Ahora no se permite entrar ni comida ni ropa el día de la visita; todo tiene que ser por encomienda, que no puede llegar sino por medio de ciertas empresas de mensajería que restringen en algunas ciudades la recepción de cartas. Por ejemplo, para enviar una misiva de Ibagué a Picaleña, hay que viajar hasta Girardot, pues la oficina local de la empresa de mensajería no presta ese servicio. Y como si fuera poco, todos los condenados tienen que ‘lucir’ el uniforme que los identifica como tales, confeccionado con una única tela. Es decir, no hay diferencia entre el clima frío y el caliente, pero la persona condenada sí tiene que soportar las consecuencias que se derivan de ello.

Espacios de muerte

Así transcurre el tiempo para estos seres aislados, enmallados, obligados a levantase a las 5 de la mañana y encerrados de nuevo a las 4 de la tarde, 11 horas diarias, donde solamente se cuentan los pasos de un caminar incesante que lleva al interno de muro a muro. Sin opciones de trabajo o estudio, no queda más por hacer. Cuando el televisor del patio funciona, se puede cambiar en algo la rutina.

Sin el sol alumbrar aún el día, se retoma la ruta del día anterior. Caminar, contar pasos, ‘patinar’, avanzar, volver, levantar los ojos para no ver sino mallas y garitas. Bajar la mirada, observarse los pies, mirar el cemento, y no sentir que con el paso de los meses y los años el cuerpo se va deformando, y la espalda gana aquella protuberancia indicadora del peso de los años en encierro.

Rutina fría. Calculada. Destructiva. A las 6 de la mañana el desayuno, a las 9 el almuerzo, a las 2 la comida. Alimento insípido, desaliñado, rutinario. Ingerir almidones, proteínas, vitaminas, para no morir por inanición. ¿Y el estímulo moral-espiritual? ¿Sin esta motivación, en qué se diferencia el recluso de un animal irracional?

Así, sin servicio de salud adecuado al cual tener acceso en caso de necesidad, controlados a todo instante por el ojo avizor del guardián que contempla desde la cámara, la reja o la garita; encerrados, lejos de sus familias, con la soledad como compañera cotidiana, así se teje la rutina de miles de connacionales.
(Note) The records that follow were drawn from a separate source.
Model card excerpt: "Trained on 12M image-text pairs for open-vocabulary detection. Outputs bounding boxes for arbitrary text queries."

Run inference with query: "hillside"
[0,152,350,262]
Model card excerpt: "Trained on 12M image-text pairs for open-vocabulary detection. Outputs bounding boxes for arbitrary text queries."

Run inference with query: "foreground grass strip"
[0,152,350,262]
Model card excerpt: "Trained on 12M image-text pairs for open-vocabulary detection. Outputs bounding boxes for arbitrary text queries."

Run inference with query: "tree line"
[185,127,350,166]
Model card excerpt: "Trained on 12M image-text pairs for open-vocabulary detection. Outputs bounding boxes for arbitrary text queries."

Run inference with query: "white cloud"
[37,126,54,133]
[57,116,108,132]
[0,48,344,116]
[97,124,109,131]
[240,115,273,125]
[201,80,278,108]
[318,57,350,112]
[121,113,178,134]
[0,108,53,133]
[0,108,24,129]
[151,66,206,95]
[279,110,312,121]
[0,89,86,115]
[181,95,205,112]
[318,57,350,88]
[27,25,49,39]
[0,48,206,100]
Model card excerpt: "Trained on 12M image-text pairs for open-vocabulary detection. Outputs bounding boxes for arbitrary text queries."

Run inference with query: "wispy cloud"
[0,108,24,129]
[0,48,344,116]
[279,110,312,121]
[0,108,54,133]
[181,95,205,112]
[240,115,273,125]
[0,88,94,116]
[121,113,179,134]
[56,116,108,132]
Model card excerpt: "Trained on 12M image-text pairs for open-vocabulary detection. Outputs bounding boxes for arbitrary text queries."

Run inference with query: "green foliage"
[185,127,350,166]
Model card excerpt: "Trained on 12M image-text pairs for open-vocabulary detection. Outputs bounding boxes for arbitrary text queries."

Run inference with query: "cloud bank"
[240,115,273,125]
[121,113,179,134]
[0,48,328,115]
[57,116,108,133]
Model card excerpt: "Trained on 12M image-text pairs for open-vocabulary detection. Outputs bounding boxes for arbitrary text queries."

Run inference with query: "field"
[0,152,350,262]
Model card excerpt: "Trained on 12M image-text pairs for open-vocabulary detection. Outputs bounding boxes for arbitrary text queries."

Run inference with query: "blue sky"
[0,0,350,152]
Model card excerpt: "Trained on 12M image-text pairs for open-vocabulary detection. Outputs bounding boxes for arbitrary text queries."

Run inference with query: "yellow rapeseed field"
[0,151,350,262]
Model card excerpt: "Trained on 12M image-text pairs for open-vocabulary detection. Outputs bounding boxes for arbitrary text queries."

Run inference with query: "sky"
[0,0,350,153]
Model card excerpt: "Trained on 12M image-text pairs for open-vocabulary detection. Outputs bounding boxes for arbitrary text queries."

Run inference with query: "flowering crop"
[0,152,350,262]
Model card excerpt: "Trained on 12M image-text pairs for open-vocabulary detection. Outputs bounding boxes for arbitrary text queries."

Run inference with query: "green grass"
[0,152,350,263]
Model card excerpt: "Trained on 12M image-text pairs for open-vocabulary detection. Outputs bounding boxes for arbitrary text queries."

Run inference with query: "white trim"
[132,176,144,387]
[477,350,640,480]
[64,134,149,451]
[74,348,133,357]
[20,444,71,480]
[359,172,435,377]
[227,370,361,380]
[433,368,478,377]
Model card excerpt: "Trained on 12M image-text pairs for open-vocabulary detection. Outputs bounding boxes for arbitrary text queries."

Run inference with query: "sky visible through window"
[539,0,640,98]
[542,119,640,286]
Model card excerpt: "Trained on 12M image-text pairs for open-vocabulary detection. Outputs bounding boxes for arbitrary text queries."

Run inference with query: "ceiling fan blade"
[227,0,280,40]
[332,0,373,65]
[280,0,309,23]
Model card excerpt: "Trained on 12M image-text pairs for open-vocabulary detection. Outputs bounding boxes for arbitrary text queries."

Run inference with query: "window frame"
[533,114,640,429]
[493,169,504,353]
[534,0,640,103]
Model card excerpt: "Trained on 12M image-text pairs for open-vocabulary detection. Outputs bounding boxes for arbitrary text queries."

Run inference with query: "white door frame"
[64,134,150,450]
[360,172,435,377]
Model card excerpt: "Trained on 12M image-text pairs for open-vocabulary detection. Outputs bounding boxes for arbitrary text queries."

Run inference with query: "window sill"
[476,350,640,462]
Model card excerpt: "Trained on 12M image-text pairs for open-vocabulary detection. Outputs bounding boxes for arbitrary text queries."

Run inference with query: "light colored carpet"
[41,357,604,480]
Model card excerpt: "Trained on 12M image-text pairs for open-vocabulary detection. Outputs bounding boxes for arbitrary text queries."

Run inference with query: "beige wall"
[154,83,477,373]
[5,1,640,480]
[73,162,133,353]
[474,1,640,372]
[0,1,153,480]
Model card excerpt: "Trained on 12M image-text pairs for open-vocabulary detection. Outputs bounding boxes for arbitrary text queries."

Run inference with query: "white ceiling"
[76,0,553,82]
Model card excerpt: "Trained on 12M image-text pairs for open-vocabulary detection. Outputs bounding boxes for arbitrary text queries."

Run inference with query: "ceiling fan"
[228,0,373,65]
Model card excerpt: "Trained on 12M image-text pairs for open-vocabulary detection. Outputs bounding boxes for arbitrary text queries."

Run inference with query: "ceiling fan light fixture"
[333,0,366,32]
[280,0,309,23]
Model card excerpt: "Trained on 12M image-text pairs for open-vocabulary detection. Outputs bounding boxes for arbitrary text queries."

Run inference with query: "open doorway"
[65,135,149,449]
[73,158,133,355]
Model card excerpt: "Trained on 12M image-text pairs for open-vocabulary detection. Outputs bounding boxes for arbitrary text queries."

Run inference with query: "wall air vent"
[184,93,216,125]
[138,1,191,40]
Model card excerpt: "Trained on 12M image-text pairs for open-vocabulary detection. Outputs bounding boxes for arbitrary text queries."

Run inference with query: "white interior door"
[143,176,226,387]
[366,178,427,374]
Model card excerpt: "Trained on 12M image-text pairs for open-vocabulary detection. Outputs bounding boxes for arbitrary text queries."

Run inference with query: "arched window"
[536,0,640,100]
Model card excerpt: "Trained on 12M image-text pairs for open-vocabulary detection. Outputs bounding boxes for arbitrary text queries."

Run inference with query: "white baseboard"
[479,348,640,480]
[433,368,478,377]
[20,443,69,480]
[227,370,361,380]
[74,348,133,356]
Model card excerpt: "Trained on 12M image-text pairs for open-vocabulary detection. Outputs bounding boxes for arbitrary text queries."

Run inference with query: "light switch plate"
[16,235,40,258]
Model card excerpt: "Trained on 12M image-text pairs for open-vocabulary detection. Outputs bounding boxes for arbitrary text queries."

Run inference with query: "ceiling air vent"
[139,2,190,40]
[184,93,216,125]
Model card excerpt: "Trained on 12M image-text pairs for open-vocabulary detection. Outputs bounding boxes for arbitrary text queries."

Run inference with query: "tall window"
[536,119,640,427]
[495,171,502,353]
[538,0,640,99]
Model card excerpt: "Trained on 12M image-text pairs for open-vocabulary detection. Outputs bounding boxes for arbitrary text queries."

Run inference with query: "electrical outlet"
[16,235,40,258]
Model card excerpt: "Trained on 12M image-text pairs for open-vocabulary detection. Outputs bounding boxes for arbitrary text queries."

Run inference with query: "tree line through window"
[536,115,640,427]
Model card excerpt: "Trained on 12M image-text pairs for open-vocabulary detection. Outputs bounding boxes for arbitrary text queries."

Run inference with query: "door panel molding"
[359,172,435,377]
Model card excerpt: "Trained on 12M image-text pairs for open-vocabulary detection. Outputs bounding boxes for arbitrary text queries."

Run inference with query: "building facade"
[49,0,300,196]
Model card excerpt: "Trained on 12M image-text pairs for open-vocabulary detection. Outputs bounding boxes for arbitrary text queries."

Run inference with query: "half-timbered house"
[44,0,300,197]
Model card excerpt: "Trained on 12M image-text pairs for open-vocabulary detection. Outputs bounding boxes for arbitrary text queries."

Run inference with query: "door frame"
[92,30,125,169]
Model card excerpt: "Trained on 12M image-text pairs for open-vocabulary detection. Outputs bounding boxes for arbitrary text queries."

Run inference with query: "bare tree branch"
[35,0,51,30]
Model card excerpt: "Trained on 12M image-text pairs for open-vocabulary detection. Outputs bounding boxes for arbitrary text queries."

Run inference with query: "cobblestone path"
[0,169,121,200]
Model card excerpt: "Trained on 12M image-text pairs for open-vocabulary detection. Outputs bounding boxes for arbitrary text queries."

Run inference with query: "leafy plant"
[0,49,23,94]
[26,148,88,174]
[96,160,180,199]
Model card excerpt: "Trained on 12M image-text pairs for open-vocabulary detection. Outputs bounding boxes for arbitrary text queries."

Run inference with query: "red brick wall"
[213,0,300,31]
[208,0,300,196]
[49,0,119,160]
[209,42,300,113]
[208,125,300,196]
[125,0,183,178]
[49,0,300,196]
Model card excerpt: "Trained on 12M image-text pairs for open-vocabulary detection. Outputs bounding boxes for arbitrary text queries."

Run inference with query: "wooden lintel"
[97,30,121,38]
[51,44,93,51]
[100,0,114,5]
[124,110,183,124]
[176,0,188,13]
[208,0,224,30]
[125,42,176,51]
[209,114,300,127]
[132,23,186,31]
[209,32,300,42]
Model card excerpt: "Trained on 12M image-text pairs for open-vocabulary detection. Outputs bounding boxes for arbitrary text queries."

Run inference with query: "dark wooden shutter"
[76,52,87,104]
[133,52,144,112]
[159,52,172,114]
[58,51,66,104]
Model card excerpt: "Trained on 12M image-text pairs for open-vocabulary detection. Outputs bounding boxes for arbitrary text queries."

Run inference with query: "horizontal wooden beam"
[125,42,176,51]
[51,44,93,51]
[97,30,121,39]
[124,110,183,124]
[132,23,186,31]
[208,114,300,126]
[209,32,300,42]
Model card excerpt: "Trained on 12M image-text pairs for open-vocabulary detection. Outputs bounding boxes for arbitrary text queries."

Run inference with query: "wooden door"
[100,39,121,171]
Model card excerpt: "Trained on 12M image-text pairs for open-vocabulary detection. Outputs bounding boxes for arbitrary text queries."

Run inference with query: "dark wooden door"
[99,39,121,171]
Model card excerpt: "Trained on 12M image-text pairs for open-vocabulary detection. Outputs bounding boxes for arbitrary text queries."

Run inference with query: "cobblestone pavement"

No es raro entonces que lleguen la angustia, la tristeza, la depresión, que se identifican sin dificultad en el rostro de los 80 mil prisioneros y prisioneras que hoy pueblan las cárceles del país.

Y de la depresión al suicidio hay una pequeña brecha, superada de manera alarmante por un número creciente de aquellos que la norma dice tener a la sombra para que algún día “puedan volver a vivir en sociedad”.